Do you really know what you look like?

Who knows your face better than you do? The big nose, the too-thin lips, or those deep dimples: you know them all by heart. And yet, while these characteristics are an integral part of you, strangers that have seen you for barely a minute are actually better at recognizing you in photos. These results were published in The British Journal of Psychology thanks to the work of Dr. David White.

It turns out the many hours you spent gazing at yourself in the mirror have all been for nothing. You think you know every square inch of your face, but this simple study proves otherwise. In Australia, a team of researchers under the supervision of Dr. White carried out a fun experiment that demonstrates that complete strangers can better recognize a face than its owner can.

130 participants provided a dozen photos of their face and ranked each one based on how much they thought it looked like them. Previous work has shown that not all photos perfectly capture an individual's identity.

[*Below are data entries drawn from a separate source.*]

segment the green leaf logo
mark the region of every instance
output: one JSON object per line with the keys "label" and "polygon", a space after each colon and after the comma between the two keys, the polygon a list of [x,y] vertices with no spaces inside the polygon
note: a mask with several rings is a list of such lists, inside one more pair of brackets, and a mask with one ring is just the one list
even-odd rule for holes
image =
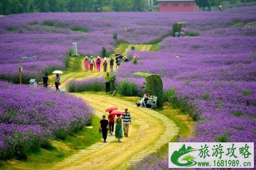
{"label": "green leaf logo", "polygon": [[196,158],[189,155],[187,155],[181,159],[183,161],[186,161],[187,162],[181,163],[179,162],[178,160],[179,158],[181,156],[190,152],[197,150],[198,150],[198,149],[192,148],[190,146],[188,146],[187,148],[186,149],[186,146],[184,144],[179,150],[177,151],[175,150],[173,152],[171,156],[171,161],[173,164],[180,167],[190,167],[195,165],[197,164],[197,162],[194,160]]}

Thus, some photos bear a greater likeness than others. The immobile faces were then filmed for one minute and two photos were taken: one smiling, one neutral. 16 other volunteers, none of whom knew the participants in the first group, watched the video and ranked the photos based on the same instructions. Finally, a third group carried out an online face matching test using the photos of the first group in order to determine which ranking was the most accurate.

The rankings proved to be different between the two groups. More surprisingly, the face matching test revealed that it was actually the strangers who provided the most accurate rankings, performing better than those who had ranked their own photos.

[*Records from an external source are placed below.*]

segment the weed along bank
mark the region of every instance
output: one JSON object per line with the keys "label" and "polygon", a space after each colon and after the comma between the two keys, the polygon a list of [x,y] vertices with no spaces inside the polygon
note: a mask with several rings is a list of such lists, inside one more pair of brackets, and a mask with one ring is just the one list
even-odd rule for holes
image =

“Although we live with our own face day-to-day, it appears that knowledge of one's own appearance comes at a cost. Existing memory representations interfere with our ability to choose images that are good representations or faithfully depict our current appearance.”

Finally, the photos in which participants were smiling obtained better results during the face matching test. This leads to questions as to the relevance of the current strict guidelines regarding passport photos.